Kurzum: SWITCHBLADE SISTERS ist eine wirklichkeitsfremde, doch äußerst burleske Angelegenheit, deren Grundtenor, trotz einiger Entgleisungen (wie der Umstand, dass aus einer Vergewaltigung heraus romantische Gefühle resultieren) zudem unerwartet feministisch geriet. Natürlich wäre es maßlos übertrieben, zu behaupten, Hills Werk sei ein ernstzunehmendes emanzipatorisches Manifest, doch erweisen sich die weiblichen Figuren ihren männlichen Pendants gegenüber sowohl charakterlich als auch emotional als deutlich überlegen. So gibt es hier tatsächlich nicht eine einzige männliche Identifikationsfigur, so dass die Sympathien sich klar auf die Mitglieder der Mädchengang verteilen, welche dann auch schließlich erkennen, dass sie auf die Unterstützung des vermeintlich starken Geschlechts gar nicht angewiesen sind. „Hol dir einen Mann, wenn du was brauchst fürs Bett - dann wirf ihn weg!“, lautet die finale Quintessenz, ausgesprochen von der schwarzen Revoluzzerin Muff [Marlene Clark].

Das humorlose 'Lexikon des internationalen Films' gab sich mal wieder stocksteif und unterstellte den BRONX-KATZEN „ein Zeugnis menschenverachtender Gesinnung". Das ist nun freilich heillos übertrieben. Selbstverständlich ist und bleibt SWITCHBLADE SISTERS eine Billigproduktion (das Budget betrug lachhafte 320.000 Dollar und die Drehzeit gerade mal zwölf Tage), die mit spekulativen Elementen versucht, möglichst viel Umsatz zu machen und an der es auch formal Einiges zu bekritteln gäbe: So ist der Schnitt in den Actionszenen eine Katastrophe und auch die Choreographie kommt reichlich hüftsteif daher (man beachte vor allem die Gefängnisschlägerei, bei welcher sich die Personen bereitwillig in Positur stellen, um sich treffen zu lassen). Zudem schlagen manche Darsteller zeitweilen vollkommen über die Stränge und betreiben ein Overacting, dass die Bronx bebt (das gilt vor allem für die männlichen Darsteller, doch auch Joanne Nail übertreibt es in der Schlussszene maßlos).

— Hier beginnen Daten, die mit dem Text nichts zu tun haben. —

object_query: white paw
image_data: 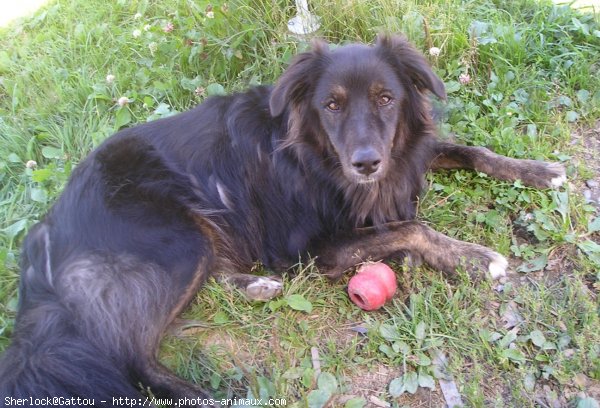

Doch obwohl eine charismatische Hauptdarstellerin vom Schlage einer Pam Grier fehlt (Joanne Nail bleibt insgesamt deutlich zu brav), und manch ein Scherz in seiner Harmlosigkeit eher an bieder-deutschen Lustspielklamauk erinnert (so versteckt ein Bandenmitglied ein Unterhöschen in der Jacke ihres Lehrers – hach, wie rebellisch!), geriet Hills Ganovenstück zu einer runden Sache, die durchaus auch einige gelungene Regieeinfälle zu bieten hat (so erscheint der Schlusskampf zweier Mädchen lediglich als Schattenspiel an der Wand). Allen Defiziten zum Trotze geriet THE JEZEBELS somit geradezu unverschämt liebenswert und bietet trotz seiner ernsthaften Thematik jede Menge an Putzigkeiten. Dass die rabiate Schlägerbraut Patch einen Schmetterling auf ihrer Augenklappe durch die Gegend trägt, darf dabei ohne Weiteres als Metapher verstanden werden: Gewalt und Brutalität werden zum kindlich-unbekümmerten Ulk, der niemandem mehr wehtut. Somit versprühen DIE BRONX-KATZEN auf angenehme Art und Weise den unbeschwerten Zeitgeist ihrer Entstehung.

Die JEZEBELS laden ein zur großen Ghetto-Gaudi, und alle machen mit! Eine Handvoll schnuckeliger Schnecken schimpft, schlägt und ränkeschmiedet sich leidenschaftlich durch ein himmelschreiend absurdes Bandenkriegsszenario, und der bluesige Soundtrack groovt einem dazu die Hütte voll und schämt sich nicht mal. DIE BRONX-KATZEN sind nicht nur für Tierfreunde eine Empfehlung.